Na maior parte dos contextos, a gestão e o trabalho em saúde necessitariam serem pensados como uma práxis. Sendo assim, como assegurar proteção aos usuários e à coletividade diante da autonomia relativa inerente à racionalidade da práxis? A valorização do conhecimento instituído, de outras experiências, é um dos mecanismos que limita o arbítrio do agente. Na arte, em tese, o grau de liberdade do agente deve ser enorme, afinal a ironia, a caricatura e a crítica são também formas de construírem-se obras de arte. Outra trava de segurança e de proteção ao usuário é a prática compartilhada, em todas as etapas do trabalho em saúde, entre profissionais e usuários. Cogestão do diagnóstico, dos projetos terapêuticos e de intervenção, análise interativa dos resultados, tanto com usuários como com pares.

No concreto, o maior empecilho para que a racionalidade da práxis seja o paradigma dominante com campo da saúde é a dominação da razão técnica em todos os campos da atividade humana no contemporâneo. De Heidegger à escola de Frankfurt, vários pensadores têm caracterizado nossa época como aquela do império do técnico, da razão instrumental e da desvalorização do ser humano frente ao interesse do capital, do estado e da produtividade. Apesar dessa tendência, a vida tem resistido a acomodar-se a esta redução epistemológica e dos modos de agir.

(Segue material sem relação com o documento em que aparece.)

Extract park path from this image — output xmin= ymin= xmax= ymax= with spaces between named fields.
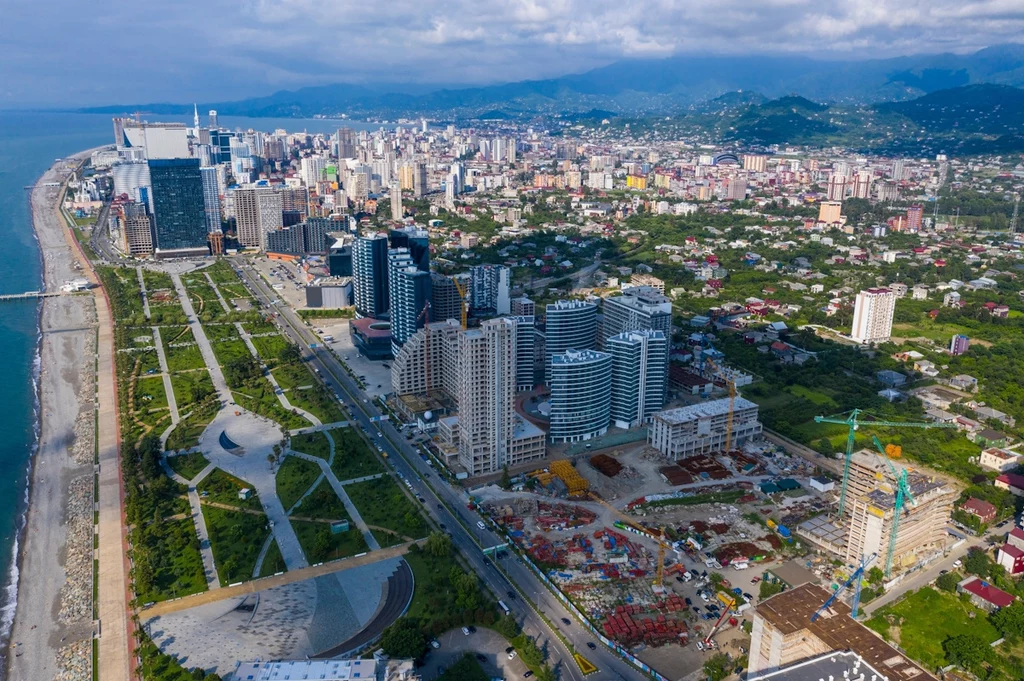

A racionalidade tecnológica é como um leito de Procusto, pequeno para a variedade concreta da vida. A técnica acomoda e serve a grande parte de nossas práticas, mas também amputa tudo aquilo que não cabe em seu leito estreito. As expressões de resistência a estas amputações são, somente para citar algumas vertentes: a saúde coletiva, a concepção de promoção à saúde, a luta pela democracia institucional, a teoria do agir comunicativo, a psicanálise, as noções de atenção psicossocial, de clínica ampliada, compartilhada e centrada no sujeito, são os espaços de crítica e de ampliação da razão tecnológica.

A insistência em pensar-se o trabalho em saúde como tecnológico, ainda quando se refira a tecnologias leves, tem produzido o fetiche da ferramenta, do arranjo organizacional, da planilha para diagnósticos cognitivos e da subjetividade, de dado modelo assistencial. Insto, o concreto da técnica tem detrimento de compreensões ampliadas (teorias, método analíticos conceituais) sobre o processo saúde, risco, doença e intervenção, sobre objetivos e finalidades da política, da gestão e do trabalho em saúde. As razões da prática e da arte reconhecem que, em geral, há vários meios para se atingir determinados fins ou metas. E ainda, os mesmos meios, os mesmos arranjos organizacionais, a mesma composição de equipes, as mesmas linhas de cuidado, no concreto, costumam produzir resultados distintos.

A liberdade humana passa pela razão, pela construção de razões com base em evidências concretas, em valores éticos e políticos, no inconsciente, no interesse, no medo, no afeto, no desejo, na busca de reconhecimento... O ser humano aprendeu a pensar sobre a existência, aprendeu a construir valores, teorias, métodos e técnicas para orientar nossas práticas individuais e coletivas, todo ser humano é filósofo em alguma medida, como repetia e repetia Sócrates, Gramsci e Paulo Freire e tantos outros, cabe-nos construirmos instituições que favoreçam este devir.

Mais do que tecnologias apropriadas se trataria de buscar racionalidades, sistemas analítico-conceituais, métodos e teorias apropriadas.